I’m going to do some tinkering, try moving over to Linux Mint to see if the Ubuntu base helps things (ie., proprietary NVIDIA drivers will probably be a bit newer), convert Resolve’s installer to a deb pack, and try installing it there. I’ll probably go through a few distros just trying to see where I can get Resolve working stable. I have v14 working on our family desktop computer running Ubuntu, but it’s unstable. Hoping for better results with Resolve 15.
So beyond the Windows requirement I’m currently under, there are a few things I absolutely require out of my video editor, and these are things that have prevented me from being able to move to a Linux editor in the past, but DaVinci Resolve appears to meet the requirements.
ProRes 4:2:2 editing. Yeah, I need that now that we’re recording to an Atomos Ninja Flame. Cyberlink PowerDirector handles ProRes files like a boss. I know DaVinci Resolve will do the same.
When I produce shows like New Every Day, I badly need multi-cam editing functionality in my editor. We only have one camera on that set, but because it is 4K we punch in to cut it into 3 different camera shots. In Cyberlink Power Director, I assign each of these “cameras” (punched-in shots) to keyboard keys, and simply press the key to change cameras. It automatically creates the edits on the timeline, and saves me a TON of editing work, while making the show appear like it has 3 cameras. I’ve even thought about getting a second StreamDeck (or even a mini) just for multi-cam editing.
Multi-Cam Editing looks just as good, and possibly better in DaVinci Resolve than it is in Cyberlink PowerDirector. Though this video doesn’t mention anything about keyboard shortcuts, I can’t imagine you actually have to use your mouse to switch shots. If it does not have keyboard-based switching, I’d have to give this one to Cyberlink PowerDirector, but it’s close enough to make the transition to DaVinci Resolve work.
Dynamic Zoom is just as easy in DaVinci Resolve as it is in Cyberlink PowerDirector. I use this heavily to give the punch-in shots some movement as if there’s someone operating the faux camera.
So there are a few reasons I think DaVinci Resolve might be ready, and might be able to help me transition fully to Linux on my laptop. As long as it is stable. Here’s hoping!
[Update]
Linux Mint 19 took DaVinci Resolve like a champ! Just had to install libssl-dev and ocl-icd-opencl-dev with apt, and it loaded up just fine! No other tricks or gimmicks, and no having to create symlinks to libraries!
Obviously I had to active the NVIDIA drivers, and Resolve warns me performance may suffer on my old lappy, but I’m running!

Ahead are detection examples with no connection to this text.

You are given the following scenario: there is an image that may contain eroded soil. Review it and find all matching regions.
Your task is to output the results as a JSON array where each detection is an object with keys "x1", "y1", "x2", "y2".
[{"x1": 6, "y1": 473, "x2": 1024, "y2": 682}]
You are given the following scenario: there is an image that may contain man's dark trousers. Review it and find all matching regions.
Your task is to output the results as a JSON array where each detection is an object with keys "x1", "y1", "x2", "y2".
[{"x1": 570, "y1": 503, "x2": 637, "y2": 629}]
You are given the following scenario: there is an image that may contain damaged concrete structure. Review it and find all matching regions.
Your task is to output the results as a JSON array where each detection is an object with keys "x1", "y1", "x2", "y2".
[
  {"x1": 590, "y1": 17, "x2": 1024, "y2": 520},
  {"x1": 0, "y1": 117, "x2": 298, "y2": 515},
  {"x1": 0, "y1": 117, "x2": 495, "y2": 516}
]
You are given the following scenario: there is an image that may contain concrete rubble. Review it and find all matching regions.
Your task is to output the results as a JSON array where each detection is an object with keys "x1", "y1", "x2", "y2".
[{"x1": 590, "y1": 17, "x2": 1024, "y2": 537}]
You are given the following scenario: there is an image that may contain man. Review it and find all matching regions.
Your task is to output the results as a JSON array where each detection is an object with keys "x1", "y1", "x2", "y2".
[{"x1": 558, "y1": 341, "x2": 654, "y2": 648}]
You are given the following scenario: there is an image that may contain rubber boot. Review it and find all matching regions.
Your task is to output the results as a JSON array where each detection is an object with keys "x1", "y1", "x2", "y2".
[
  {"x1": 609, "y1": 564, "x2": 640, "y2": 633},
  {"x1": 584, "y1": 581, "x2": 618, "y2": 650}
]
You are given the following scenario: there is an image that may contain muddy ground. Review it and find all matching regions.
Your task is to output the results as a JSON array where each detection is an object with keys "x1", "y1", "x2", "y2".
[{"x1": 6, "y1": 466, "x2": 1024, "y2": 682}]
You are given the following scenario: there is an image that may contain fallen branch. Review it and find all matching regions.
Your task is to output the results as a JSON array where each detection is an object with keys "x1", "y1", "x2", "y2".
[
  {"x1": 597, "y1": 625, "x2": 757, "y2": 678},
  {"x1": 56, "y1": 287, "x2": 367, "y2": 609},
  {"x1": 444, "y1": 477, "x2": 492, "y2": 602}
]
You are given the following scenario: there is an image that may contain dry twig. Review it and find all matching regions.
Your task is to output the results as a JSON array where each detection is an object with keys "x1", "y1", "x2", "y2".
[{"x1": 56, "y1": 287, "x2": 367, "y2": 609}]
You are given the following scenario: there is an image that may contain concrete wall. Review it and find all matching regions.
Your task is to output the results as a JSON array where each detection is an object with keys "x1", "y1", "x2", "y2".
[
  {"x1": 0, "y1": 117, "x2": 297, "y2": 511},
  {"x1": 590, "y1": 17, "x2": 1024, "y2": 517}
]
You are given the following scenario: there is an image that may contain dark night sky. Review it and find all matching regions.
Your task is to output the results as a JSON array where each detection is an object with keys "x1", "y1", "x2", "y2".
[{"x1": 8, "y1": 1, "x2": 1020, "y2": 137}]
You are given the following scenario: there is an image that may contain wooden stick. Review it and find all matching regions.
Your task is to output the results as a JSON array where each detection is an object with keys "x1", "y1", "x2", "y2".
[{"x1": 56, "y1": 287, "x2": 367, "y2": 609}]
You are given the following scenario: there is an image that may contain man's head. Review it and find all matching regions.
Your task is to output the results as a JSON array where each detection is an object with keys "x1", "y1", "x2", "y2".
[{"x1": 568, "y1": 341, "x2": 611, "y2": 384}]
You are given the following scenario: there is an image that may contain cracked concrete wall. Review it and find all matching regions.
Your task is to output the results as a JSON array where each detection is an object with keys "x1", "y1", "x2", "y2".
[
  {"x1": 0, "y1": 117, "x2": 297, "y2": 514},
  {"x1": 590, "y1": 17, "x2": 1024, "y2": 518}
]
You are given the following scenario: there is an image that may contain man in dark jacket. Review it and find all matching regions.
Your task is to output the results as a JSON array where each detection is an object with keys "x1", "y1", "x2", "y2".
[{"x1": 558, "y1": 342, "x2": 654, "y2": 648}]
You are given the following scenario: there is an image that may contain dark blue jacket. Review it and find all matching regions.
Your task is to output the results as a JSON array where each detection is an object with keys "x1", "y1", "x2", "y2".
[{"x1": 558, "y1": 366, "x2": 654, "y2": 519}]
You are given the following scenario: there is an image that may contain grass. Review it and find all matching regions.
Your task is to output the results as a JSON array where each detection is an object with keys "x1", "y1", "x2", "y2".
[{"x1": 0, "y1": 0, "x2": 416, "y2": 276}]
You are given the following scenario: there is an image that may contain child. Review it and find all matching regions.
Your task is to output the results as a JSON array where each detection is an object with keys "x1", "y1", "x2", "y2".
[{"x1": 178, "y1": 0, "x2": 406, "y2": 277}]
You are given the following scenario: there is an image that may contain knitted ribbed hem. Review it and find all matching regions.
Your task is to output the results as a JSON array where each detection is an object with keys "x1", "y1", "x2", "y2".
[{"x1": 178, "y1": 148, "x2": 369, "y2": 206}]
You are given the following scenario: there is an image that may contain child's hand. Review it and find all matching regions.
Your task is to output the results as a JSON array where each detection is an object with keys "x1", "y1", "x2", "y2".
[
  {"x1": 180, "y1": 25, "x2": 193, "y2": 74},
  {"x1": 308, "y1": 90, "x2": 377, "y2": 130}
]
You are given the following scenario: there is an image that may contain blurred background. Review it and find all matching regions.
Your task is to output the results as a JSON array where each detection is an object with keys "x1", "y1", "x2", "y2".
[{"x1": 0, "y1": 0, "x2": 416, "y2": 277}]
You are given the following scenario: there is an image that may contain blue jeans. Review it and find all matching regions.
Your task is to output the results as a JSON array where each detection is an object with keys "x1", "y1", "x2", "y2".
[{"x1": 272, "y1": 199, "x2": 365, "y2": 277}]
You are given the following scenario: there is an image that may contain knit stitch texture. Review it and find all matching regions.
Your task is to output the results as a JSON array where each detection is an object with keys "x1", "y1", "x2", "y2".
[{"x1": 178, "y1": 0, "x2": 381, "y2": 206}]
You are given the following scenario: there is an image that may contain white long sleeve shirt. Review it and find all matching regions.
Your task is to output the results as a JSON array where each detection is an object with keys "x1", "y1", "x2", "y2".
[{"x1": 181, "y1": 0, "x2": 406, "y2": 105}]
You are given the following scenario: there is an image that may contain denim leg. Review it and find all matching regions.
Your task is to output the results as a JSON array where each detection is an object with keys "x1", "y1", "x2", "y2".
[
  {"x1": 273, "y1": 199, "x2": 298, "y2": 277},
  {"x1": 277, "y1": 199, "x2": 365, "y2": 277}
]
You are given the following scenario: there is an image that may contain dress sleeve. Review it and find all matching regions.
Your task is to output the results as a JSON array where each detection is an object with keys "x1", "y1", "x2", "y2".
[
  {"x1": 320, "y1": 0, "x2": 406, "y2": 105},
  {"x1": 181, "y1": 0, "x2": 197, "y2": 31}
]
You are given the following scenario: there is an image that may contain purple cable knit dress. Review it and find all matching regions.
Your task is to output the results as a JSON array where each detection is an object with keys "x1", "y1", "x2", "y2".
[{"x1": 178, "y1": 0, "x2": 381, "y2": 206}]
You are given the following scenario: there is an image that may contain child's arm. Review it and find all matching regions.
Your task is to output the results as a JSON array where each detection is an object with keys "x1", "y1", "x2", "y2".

DaVinci Resolve 15 running on Linux Mint 19
[Update 2]
Okay, so it’s running. However, even with gstreamer-plugins, vlc, and Mint’s multimedia codecs installed, Resolve only sees the PCM audio for MP4 files shot on the Sony FDR-AX53, which are XAVC.
XAVC-encoded video from the Sony FDR-AX53 is only showing as PCM Audio in DaVinci Resolve 15 on Linux Mint 19
At the same time, there is no audio coming out of the speakers, though DaVinci Resolve 15 is the first version to include native audio support (using ALSA) in Linux.
So I’ll try converting the video to ProRes using the format settings I see in mediainfo C0001.MP4:
I go to try it to see if it worked, and immediately start to think my old laptop might not be up to the task.
On the plus side, converting the video to ProRes worked (having rebooted, I can load it):
And there is sound now that the video has been converted!
But, it seems a sad fact that my computer is not up to the requirements to do this. Yet it works perfectly in Windows 10 with Cyberlink PowerDirector. So disappointing.
I’m going to continue tinkering with settings to see if I can squeeze some life out of this old girl.